Normally, separation of concern is applied to classes or components. However, it is also important in data. I don’t mean database schema design. I mean something more general than that.

I recently encountered a simple example of a violation of the principle of separation of concerns in data that resulted in some non-trivial consequences long after the time when the violation was implemented. To describe the problem, I’m going to obfuscate the actual details and instead concoct an imaginary software system that exhibits the same issue.

Imagine a data analysis application that runs as an desktop GUI program. The application organizes the analysis of data as projects, where a project is associated with one or more datasets, application settings, data filters, report templates, and so on. There is a project file that contains the structure of the project – containing a catalog of all the supporting files and also containing metadata about the project and the supporting files.

Now imagine that we take the core of the application and wrap it in a web service (the idea is to convert the single user application to a multi-user client-server system).
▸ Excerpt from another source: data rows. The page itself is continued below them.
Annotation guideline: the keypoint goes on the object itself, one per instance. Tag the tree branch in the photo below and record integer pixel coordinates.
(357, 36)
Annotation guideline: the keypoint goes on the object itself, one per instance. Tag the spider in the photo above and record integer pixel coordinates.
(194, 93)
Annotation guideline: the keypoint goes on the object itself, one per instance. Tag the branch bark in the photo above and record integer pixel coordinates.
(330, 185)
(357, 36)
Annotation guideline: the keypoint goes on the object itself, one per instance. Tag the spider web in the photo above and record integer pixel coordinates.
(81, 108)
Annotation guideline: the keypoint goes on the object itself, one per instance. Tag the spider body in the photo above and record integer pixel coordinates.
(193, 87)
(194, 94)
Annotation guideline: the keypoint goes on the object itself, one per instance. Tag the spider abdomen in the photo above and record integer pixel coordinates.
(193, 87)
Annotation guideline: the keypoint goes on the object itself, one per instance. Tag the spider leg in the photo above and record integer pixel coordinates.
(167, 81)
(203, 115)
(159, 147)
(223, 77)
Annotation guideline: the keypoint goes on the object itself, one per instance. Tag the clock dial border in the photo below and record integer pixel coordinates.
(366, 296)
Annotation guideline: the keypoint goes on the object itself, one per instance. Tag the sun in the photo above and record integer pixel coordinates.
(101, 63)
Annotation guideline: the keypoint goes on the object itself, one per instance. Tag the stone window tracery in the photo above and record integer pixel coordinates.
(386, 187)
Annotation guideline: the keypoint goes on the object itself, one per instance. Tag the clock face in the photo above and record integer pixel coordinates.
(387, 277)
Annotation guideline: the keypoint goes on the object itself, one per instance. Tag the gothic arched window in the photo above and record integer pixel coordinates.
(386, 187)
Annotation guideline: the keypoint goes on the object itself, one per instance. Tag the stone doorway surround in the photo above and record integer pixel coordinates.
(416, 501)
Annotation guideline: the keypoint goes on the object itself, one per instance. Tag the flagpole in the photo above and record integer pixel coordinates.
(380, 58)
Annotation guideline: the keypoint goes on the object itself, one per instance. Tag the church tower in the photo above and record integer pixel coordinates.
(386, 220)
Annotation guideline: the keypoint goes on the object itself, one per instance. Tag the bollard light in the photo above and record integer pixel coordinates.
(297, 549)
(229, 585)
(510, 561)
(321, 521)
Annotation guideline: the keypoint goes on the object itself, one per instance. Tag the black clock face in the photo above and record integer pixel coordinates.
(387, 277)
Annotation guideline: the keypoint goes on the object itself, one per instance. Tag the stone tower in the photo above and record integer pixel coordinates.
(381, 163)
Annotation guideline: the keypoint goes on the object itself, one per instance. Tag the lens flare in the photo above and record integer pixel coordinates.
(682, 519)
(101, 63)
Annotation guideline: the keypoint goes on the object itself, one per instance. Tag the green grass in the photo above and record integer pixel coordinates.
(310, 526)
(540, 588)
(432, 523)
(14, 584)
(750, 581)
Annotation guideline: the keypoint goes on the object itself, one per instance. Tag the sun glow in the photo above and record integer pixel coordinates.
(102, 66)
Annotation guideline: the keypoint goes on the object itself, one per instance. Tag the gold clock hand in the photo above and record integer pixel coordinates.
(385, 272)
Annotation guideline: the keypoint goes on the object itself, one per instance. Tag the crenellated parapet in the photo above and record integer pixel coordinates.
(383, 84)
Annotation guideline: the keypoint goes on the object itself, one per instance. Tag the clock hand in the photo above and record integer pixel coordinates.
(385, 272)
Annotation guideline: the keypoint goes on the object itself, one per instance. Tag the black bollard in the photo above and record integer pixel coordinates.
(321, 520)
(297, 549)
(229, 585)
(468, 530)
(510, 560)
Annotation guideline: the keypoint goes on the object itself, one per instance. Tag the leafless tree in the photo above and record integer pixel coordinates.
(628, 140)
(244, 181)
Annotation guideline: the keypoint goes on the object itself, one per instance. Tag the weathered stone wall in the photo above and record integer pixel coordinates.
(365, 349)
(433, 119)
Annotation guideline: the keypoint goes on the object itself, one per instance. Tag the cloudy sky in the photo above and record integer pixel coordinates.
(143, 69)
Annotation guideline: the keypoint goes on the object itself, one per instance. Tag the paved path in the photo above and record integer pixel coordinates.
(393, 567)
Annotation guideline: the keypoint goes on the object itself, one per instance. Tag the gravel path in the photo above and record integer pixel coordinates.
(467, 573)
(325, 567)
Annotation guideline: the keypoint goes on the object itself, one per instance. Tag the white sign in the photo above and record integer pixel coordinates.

For a variety of reasons the web service keeps a cache of certain information from the project file as well as some information in other files in the project. The web service watches for changes to files in the project and will update the cache whenever the files change.

Unfortunately, somewhere in the history of the application someone decided it would be a good idea to write a timestamp in the project file every time an analysis was performed. The project structure isn’t changed during the analysis and the input data and other files are most often unchanged as well. However, every time some analysis and report is generated, the project file gets updated to put the current time in one of the fields.

This results in the web service going through the cache update process every time1 the analysis application is executed, even though cache only needs to get updated if something structural changes in the project.

It would have been far better to create a status file into which analysis execution timestamps could have been recorded. In other words, the concern of the project file is structure and meta data; the last run timestamp is not a concern for the project file. So separate that concern and store the information in a different file, a file that is concerned with tracking run history.

Architectural and design principles deserve to be considered when making the small choices, not just when making the big ones.

  1. Yes, we can do some checks and avoid much unnecessary processing, but if the “last run” timestamp was simply stored in a different file (e.g. a run status file or run history file or run log file or some such thing) then we wouldn’t have had to build a bunch of krufty code to work around the issue.